Highly active and stable cathodes play a crucial role in aqueous Zn-organic batteries, enabling them to achieve high capacity, rapid redox kinetics, and an extended lifespan. However, currently reported electrode materials for Zn-organic batteries face challenges such as low capacity and inadequate cycling stability. In this contribution, aiming to overcome the challenges above, we develop a new Zn-organic battery. In this battery, saturated ZnSO₄ served as an electrolyte and its cathode is based on dipyrido [3,2-a:2′,3′-c] phenazine (DPPZ). Theoretical calculations and ex situ analyses demonstrate that the Zn//DPPZ batteries mainly undergo an H⁺ uptake/removal process with a highly reversible structural evolution of DPPZ. As a result, the aqueous Zn//DPPZ full cell exhibits a remarkable capacity of 94 mA h g⁻¹ at a mass-loading of 2 mg cm⁻² (achieved at 0.5 A g⁻¹), and rapid kinetics.
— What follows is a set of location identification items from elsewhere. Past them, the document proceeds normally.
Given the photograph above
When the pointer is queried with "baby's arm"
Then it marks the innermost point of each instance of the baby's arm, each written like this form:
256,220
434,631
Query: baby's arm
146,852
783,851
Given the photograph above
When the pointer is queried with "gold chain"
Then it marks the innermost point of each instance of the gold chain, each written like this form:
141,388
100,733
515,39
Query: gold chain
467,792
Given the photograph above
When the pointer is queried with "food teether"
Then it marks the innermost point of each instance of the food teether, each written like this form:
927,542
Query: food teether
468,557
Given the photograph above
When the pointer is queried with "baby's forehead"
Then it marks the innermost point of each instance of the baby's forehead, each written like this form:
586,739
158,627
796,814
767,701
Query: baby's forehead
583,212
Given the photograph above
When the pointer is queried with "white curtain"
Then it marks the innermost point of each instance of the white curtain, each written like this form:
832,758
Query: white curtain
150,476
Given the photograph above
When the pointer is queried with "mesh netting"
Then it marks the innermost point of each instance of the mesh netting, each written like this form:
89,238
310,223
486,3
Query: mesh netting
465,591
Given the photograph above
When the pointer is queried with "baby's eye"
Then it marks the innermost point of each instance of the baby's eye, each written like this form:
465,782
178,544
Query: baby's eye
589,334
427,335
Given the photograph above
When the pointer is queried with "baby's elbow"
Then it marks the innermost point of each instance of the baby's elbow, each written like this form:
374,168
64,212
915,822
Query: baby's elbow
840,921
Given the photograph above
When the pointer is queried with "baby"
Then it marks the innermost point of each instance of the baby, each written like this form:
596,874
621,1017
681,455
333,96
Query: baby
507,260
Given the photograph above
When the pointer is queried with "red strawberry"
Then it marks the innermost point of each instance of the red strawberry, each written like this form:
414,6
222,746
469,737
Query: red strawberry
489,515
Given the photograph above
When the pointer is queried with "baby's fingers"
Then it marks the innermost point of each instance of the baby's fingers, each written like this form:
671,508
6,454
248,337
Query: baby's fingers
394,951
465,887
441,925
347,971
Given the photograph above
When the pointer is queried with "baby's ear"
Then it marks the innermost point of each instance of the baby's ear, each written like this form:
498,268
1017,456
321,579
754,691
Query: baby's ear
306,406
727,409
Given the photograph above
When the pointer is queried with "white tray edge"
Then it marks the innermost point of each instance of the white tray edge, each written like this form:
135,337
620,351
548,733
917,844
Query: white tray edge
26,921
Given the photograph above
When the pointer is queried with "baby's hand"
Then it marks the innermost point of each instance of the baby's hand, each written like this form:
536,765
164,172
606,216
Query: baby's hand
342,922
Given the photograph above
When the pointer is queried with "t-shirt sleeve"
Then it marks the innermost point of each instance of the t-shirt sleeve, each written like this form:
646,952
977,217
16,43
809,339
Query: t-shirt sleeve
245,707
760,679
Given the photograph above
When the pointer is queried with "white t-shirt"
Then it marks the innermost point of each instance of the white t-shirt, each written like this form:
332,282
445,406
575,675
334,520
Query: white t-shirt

Moreover, the cell possesses remarkable cycling durability such that at a mass-loading of 2 mg cm⁻², the cell owns a long lifespan of 8000 cycles with a current density of 5 A g⁻¹, and even at a high mass-loading of 8 mg cm⁻², it can still endure 600 cycles with a current density of 0.5 A g⁻¹. These findings pave the way for the development of advanced organic electrodes.